Friday, September 16, 2005

Disclosing Bipolar Disorder -

Should I tell the boss?


"NEW YORK - Your mood swings from overly happy and excited to overly irritable and angry. The highs may last from several days to a month or more, but the lows often last longer and can be harrowingly deep. That's life with bipolar disorder, a psychiatric condition that some say affects about one of every 25 Americans.

See seven tips for disclosing a bipolar disorder to your employer. "The stigma is real," says David J. Miklowitz, a professor of psychology at the University of Colorado-Boulder and author of The Bipolar Disorder Survival Guide: What You and Your Family Need To Know. "It can be as subtle as fellow workers attributing justifiable reactions to situations to your illness, or as blatant as not getting a job or a promotion."
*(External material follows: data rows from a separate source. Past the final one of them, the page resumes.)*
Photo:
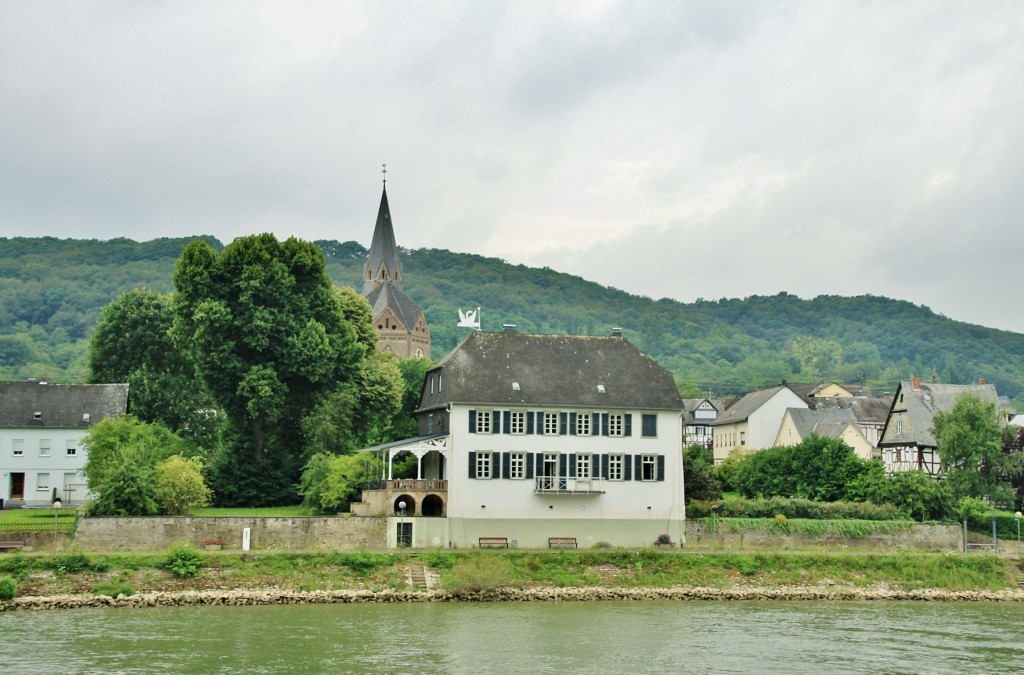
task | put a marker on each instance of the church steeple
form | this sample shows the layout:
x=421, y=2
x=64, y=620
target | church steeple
x=382, y=262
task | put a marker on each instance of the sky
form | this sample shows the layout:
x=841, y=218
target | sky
x=681, y=150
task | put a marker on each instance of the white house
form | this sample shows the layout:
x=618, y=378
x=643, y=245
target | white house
x=753, y=423
x=41, y=430
x=528, y=437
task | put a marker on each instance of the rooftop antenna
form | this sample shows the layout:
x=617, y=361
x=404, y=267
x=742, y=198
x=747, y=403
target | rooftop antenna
x=469, y=319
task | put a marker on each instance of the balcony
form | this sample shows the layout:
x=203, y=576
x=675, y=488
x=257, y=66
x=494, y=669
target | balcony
x=564, y=486
x=410, y=484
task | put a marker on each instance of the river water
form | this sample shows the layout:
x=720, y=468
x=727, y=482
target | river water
x=531, y=637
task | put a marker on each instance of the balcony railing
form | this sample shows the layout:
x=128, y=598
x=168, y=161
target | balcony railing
x=565, y=486
x=410, y=486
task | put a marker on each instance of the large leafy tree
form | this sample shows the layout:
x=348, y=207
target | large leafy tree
x=132, y=344
x=970, y=443
x=819, y=468
x=268, y=336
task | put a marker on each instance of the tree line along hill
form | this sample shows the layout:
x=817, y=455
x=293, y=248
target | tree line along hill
x=52, y=292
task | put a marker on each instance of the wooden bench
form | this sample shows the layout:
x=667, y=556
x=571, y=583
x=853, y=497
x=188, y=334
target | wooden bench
x=494, y=542
x=561, y=542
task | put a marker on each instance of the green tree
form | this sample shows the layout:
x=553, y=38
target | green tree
x=698, y=465
x=132, y=344
x=331, y=482
x=970, y=443
x=180, y=487
x=920, y=496
x=269, y=338
x=113, y=440
x=819, y=469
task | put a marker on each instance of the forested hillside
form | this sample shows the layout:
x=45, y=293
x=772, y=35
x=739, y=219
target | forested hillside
x=52, y=291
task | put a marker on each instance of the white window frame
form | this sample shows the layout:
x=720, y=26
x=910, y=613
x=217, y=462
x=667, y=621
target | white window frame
x=583, y=424
x=517, y=422
x=616, y=424
x=585, y=460
x=616, y=464
x=483, y=419
x=517, y=465
x=484, y=465
x=648, y=462
x=550, y=421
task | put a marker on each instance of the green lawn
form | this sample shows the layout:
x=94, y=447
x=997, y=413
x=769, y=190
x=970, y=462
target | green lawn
x=37, y=519
x=251, y=512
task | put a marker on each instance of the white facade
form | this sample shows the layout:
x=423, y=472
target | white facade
x=34, y=461
x=624, y=490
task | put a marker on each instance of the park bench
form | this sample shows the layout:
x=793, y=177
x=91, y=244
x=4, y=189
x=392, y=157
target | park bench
x=494, y=542
x=561, y=542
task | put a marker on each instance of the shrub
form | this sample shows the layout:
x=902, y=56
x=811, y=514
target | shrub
x=8, y=588
x=72, y=562
x=112, y=589
x=182, y=560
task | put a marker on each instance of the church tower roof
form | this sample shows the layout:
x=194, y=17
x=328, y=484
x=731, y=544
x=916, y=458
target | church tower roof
x=382, y=262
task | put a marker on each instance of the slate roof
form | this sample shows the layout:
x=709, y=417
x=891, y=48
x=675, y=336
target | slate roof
x=809, y=391
x=383, y=249
x=921, y=406
x=390, y=295
x=747, y=406
x=829, y=423
x=59, y=406
x=867, y=411
x=551, y=370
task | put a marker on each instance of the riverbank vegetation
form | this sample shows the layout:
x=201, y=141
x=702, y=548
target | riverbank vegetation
x=183, y=568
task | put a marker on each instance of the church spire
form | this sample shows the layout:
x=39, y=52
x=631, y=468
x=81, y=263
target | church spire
x=382, y=262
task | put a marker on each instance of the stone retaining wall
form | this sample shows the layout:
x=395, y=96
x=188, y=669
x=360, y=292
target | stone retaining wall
x=158, y=534
x=250, y=597
x=920, y=537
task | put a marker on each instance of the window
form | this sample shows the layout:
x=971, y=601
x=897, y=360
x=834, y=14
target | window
x=614, y=467
x=584, y=464
x=583, y=424
x=649, y=425
x=551, y=423
x=517, y=422
x=483, y=421
x=482, y=465
x=517, y=465
x=615, y=424
x=648, y=467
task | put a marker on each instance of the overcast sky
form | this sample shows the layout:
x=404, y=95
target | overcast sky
x=669, y=149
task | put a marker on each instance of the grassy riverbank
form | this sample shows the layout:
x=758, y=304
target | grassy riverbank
x=481, y=571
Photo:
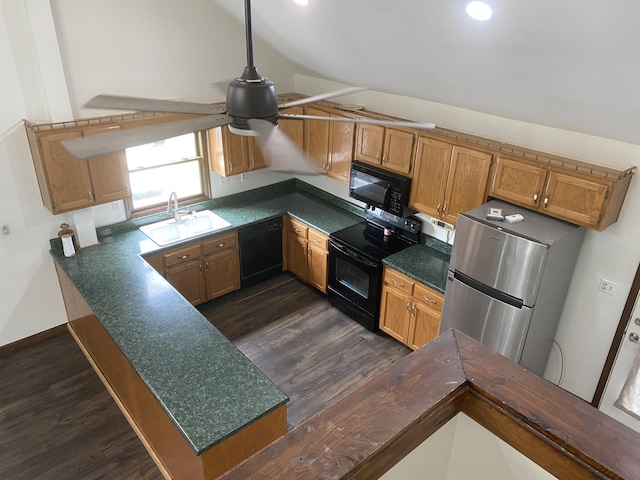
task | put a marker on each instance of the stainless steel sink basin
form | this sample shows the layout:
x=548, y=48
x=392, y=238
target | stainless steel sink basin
x=193, y=225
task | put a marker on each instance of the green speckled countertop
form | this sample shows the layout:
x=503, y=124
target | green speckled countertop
x=422, y=263
x=206, y=386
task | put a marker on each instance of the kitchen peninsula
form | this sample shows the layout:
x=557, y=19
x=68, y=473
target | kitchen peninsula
x=175, y=377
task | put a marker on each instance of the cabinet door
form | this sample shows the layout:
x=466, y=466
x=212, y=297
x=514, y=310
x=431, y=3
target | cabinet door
x=574, y=198
x=222, y=273
x=316, y=139
x=293, y=129
x=430, y=176
x=317, y=255
x=317, y=267
x=257, y=157
x=518, y=182
x=342, y=137
x=369, y=143
x=68, y=178
x=466, y=183
x=109, y=173
x=236, y=154
x=297, y=255
x=398, y=150
x=187, y=278
x=395, y=311
x=425, y=319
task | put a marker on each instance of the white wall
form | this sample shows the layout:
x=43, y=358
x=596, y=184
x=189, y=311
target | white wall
x=589, y=318
x=182, y=50
x=55, y=55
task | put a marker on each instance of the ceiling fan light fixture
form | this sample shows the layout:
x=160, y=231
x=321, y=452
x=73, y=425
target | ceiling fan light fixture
x=251, y=96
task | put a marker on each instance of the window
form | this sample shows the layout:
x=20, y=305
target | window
x=171, y=165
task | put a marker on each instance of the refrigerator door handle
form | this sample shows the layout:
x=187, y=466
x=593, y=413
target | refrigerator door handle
x=491, y=292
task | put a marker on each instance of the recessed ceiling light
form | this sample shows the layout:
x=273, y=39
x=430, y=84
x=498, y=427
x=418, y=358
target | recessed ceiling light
x=479, y=11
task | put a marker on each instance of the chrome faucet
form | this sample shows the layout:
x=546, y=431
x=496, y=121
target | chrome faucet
x=176, y=211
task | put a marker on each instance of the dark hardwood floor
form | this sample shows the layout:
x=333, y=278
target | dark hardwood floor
x=313, y=352
x=57, y=420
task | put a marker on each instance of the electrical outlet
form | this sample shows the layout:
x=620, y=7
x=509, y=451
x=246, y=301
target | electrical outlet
x=607, y=286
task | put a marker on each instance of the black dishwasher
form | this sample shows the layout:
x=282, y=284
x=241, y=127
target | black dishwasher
x=260, y=251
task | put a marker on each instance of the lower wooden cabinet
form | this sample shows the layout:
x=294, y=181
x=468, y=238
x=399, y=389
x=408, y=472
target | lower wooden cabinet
x=306, y=252
x=221, y=265
x=201, y=271
x=409, y=311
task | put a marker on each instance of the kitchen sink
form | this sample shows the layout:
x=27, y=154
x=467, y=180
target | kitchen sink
x=192, y=225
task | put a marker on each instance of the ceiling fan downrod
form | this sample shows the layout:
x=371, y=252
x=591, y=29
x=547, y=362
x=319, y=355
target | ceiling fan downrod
x=250, y=95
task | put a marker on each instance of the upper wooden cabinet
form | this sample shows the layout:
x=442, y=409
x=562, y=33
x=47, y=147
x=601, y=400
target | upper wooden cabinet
x=329, y=145
x=232, y=154
x=391, y=148
x=581, y=197
x=448, y=179
x=67, y=183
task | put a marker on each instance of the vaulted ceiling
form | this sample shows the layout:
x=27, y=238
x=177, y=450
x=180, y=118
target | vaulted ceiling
x=566, y=64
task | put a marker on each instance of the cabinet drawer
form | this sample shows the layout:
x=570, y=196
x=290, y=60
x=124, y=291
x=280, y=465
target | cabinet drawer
x=398, y=281
x=298, y=228
x=174, y=257
x=318, y=239
x=219, y=242
x=426, y=295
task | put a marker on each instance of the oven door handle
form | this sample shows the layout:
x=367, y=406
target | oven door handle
x=354, y=255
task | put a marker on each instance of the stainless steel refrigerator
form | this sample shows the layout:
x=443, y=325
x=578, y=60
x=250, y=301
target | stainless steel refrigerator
x=507, y=282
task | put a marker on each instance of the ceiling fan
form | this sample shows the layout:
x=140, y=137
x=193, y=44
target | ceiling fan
x=251, y=109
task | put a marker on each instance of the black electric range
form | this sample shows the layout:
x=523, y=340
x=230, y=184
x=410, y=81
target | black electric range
x=355, y=262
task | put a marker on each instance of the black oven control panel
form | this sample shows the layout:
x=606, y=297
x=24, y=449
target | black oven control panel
x=408, y=224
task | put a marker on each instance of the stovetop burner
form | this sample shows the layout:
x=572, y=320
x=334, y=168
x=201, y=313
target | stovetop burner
x=369, y=238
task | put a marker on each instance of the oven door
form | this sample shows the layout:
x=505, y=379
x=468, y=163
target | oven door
x=354, y=277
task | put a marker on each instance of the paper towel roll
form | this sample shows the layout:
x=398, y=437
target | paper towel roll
x=67, y=246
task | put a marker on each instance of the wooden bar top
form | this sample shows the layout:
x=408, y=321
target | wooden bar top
x=367, y=432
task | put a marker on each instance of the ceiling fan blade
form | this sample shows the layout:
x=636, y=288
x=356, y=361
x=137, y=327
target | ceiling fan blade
x=369, y=121
x=139, y=104
x=281, y=154
x=323, y=96
x=95, y=145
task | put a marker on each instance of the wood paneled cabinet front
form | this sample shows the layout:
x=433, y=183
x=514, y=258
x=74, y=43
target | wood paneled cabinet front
x=201, y=271
x=580, y=198
x=232, y=154
x=306, y=253
x=221, y=265
x=409, y=311
x=391, y=148
x=448, y=179
x=68, y=183
x=329, y=145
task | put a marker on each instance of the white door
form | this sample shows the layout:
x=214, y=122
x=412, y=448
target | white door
x=624, y=361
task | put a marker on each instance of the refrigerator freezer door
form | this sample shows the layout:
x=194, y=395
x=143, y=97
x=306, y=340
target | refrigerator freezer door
x=498, y=325
x=499, y=259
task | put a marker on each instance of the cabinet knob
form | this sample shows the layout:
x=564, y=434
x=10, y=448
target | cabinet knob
x=428, y=299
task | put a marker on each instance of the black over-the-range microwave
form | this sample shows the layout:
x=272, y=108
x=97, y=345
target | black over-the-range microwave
x=379, y=188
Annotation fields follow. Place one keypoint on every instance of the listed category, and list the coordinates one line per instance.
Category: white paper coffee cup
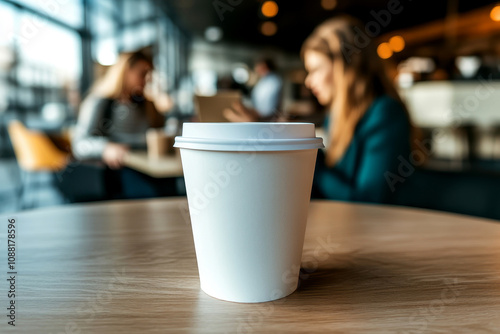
(248, 187)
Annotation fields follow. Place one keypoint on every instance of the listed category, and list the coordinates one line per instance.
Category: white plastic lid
(248, 137)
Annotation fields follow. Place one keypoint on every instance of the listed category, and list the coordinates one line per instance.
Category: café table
(130, 267)
(161, 167)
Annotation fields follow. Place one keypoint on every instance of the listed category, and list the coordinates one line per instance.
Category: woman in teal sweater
(369, 127)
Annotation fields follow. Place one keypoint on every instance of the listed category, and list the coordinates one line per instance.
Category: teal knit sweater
(381, 136)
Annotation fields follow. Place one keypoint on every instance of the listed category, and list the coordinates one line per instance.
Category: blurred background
(444, 57)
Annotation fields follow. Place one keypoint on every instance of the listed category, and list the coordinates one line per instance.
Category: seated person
(368, 125)
(115, 115)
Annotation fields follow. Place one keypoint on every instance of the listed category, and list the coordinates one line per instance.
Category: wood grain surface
(130, 267)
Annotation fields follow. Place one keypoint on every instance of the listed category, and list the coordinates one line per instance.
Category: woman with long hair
(115, 115)
(368, 125)
(113, 119)
(369, 128)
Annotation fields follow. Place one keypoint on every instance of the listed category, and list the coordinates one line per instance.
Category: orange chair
(34, 152)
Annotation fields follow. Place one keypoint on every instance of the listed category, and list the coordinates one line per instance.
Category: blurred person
(114, 118)
(368, 125)
(265, 95)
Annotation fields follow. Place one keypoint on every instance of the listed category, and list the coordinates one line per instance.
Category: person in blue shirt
(369, 128)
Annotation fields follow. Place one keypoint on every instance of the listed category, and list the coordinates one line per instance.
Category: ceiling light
(495, 13)
(213, 34)
(384, 50)
(269, 9)
(328, 4)
(397, 43)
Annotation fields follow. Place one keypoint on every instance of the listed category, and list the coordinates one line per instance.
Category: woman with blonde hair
(115, 115)
(369, 127)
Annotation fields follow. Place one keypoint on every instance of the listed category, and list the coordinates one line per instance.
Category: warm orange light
(384, 50)
(269, 9)
(268, 28)
(397, 43)
(495, 13)
(328, 4)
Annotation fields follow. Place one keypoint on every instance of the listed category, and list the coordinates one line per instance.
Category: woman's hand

Those with a bipolar disorder face a basic decision: Tell the boss about the condition or remain silent.

Miklowitz, who earned a Ph.D. in clinical psychology from the University of California at Los Angeles, says those with a bipolar disorder usually adopt one of four approaches:

-- Tell everyone about the condition, including the boss and co-workers.

-- Tell one or more trusted co-workers who don't hold positions of authority.

-- Don't tell anyone, but admit to having a bipolar disorder on any work-sponsored health insurance claims, opening the possibility that the employer may find out.

-- Don't tell anyone at work, and don't use your employer-provided health insurance to cover treatment costs."